Edward Harrison dalam bukunya Mask of the Universe membedakan antara Alam Semesta (Universe) dan alam semesta-alam semesta (universes). Alam Semesta baginya adalah, “…everything. What it is, in its own right, independent of our changing opinions, we never fully know. It is all-inclusive and includes us as conscious beings”[1].
Alam Semesta adalah segalanya, termasuk juga kita yang membahasakan dan berbicara tentang Alam Semesta itu. Oleh karena kita adalah bagian dari Alam Semesta itu sendiri, pemahaman kita tentang Alam Semesta itu tidak selalu bisa mengungkapkan tentang apa itu Alam Semesta secara utuh dan penuh.
Sedangkan alam semesta-alam semesta baginya adalah model kita tentang Alam Semesta[2]. Pemahaman kita, opini kita tentang Alam Semesta selalu harus dipandang sebagai alam semesta-alam semesta yang adalah “a mask fitted on the face of the unknown Universe”[3]. Maka, segala konsep tentang Alam Semesta, hasil usaha memahami Alam Semesta, selalu tidak mengungkapkan pemahaman secara penuh tentang Alam Semesta itu.[4]
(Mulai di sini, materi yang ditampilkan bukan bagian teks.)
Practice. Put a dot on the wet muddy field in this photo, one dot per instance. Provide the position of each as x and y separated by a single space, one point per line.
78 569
Usaha untuk memahami Alam Semesta sendiri sudah berlangsung lama, mungkin sejak manusia mulai mampu berpikir. Ketika manusia menyadari hidupnya dalam ketersaling-hubungan dengan segala realitas yang ada di sekitarnya, maka muncullah usaha untuk memahami segala realitas itu. Maka, muncullah mitos-mitos masyarakat antik soal awal mula dunia, muncullah kepercayaan-kepercayaan pada makluk mitologis. Lantas, para filsuf alam Yunani pun mulai mencari material-material khusus yang merupakan muasal dari segala hal yang ada di Alam Semesta. Bahkan, kosmologi bisa dikatakan sebagai topik utama dari pemikiran para filsuf pra sokratik ini dan juga yang merupakan suatu topic penting dalam filsafat Plato dan Aristoteles.[5]
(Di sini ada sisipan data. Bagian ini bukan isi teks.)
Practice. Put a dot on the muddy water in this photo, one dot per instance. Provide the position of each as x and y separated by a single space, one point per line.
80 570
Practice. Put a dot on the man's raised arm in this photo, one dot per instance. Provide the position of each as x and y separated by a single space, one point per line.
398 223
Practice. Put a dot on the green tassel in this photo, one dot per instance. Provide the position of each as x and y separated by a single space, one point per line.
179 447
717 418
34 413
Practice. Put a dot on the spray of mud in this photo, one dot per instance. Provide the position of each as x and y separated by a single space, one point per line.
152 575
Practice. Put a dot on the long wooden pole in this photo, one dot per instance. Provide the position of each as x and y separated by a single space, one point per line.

Namun pada masa itu pula manusia sudah menyadari betapa luas dan betapa misteriusnya Alam Semesta; suatu kesadaran yang juga terus bertahan hingga sekarang seperti pada pemaparan Harrison. Tak ada cara yang mudah untuk bisa mengungkapkan segala sesuatu tentang Alam Semesta. Seneca sudah sejak berabad-abad lampau sudah menyadari itu, menyadari ketakmungkinan memahami Alam Semesta secara muda, sebuah intuisi yang terus bertahan hingga sekarang:
Saatnya akan tiba tatkala penelitian yang tekun selama waktu yang lama akan mengungkapkan hal-hal yang kini tersembunyi. Satu masa hidup, meskipun seluruhnya dibaktikan pada langit, tidak akan cukup untuk menyelidiki bidang yang begitu luas…. Alam Semesta kita bukan apa-apa, kecuali di dalamnya terdapat sesuatu bagi setiap kurun waktu untuk diselidiki…. Alam tidak mengungkapkan rahasianya sekaligus.[6]
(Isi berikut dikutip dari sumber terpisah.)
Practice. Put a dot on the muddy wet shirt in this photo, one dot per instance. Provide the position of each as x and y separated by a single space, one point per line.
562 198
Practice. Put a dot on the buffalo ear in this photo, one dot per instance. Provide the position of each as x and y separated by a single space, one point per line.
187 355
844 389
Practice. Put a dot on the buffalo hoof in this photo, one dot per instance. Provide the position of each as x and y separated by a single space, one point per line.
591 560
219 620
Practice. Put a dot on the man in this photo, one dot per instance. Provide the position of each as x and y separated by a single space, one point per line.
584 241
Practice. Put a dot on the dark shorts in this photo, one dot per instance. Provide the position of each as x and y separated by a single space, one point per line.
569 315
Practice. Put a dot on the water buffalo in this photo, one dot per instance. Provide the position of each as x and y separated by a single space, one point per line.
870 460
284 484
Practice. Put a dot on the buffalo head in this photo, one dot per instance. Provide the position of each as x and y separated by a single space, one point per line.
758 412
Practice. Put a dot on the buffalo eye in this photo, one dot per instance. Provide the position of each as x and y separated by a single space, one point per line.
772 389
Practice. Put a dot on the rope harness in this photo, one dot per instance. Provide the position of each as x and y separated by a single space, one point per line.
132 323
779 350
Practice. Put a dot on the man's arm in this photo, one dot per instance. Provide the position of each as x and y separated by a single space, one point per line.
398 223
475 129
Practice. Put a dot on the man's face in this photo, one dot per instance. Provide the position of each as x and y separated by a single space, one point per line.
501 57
Dalam tulisan ini, kita akan coba melihat sebuah universe, menurut bahasa Harrison, atau sebuah pemahaman akan alam semesta dalam satu masa hidup tertentu, menurut Seneca yakni kosmologi Aristoteles.
Kosmologi Aristoteles sendiri dapat dikatakan sebagai kosmologi pertama yang sistematis, melampaui kosmologi-kosmologi lain pada masanya. Sistem kosmologi Aristoteles dituangkannya dalam buku De Caelo (On Heaven). Aristoteles juga dipandang sebagai orang yang memulai titik balik dalam ilmu pengetahuan barat untuk melakukan pengamatan empiris.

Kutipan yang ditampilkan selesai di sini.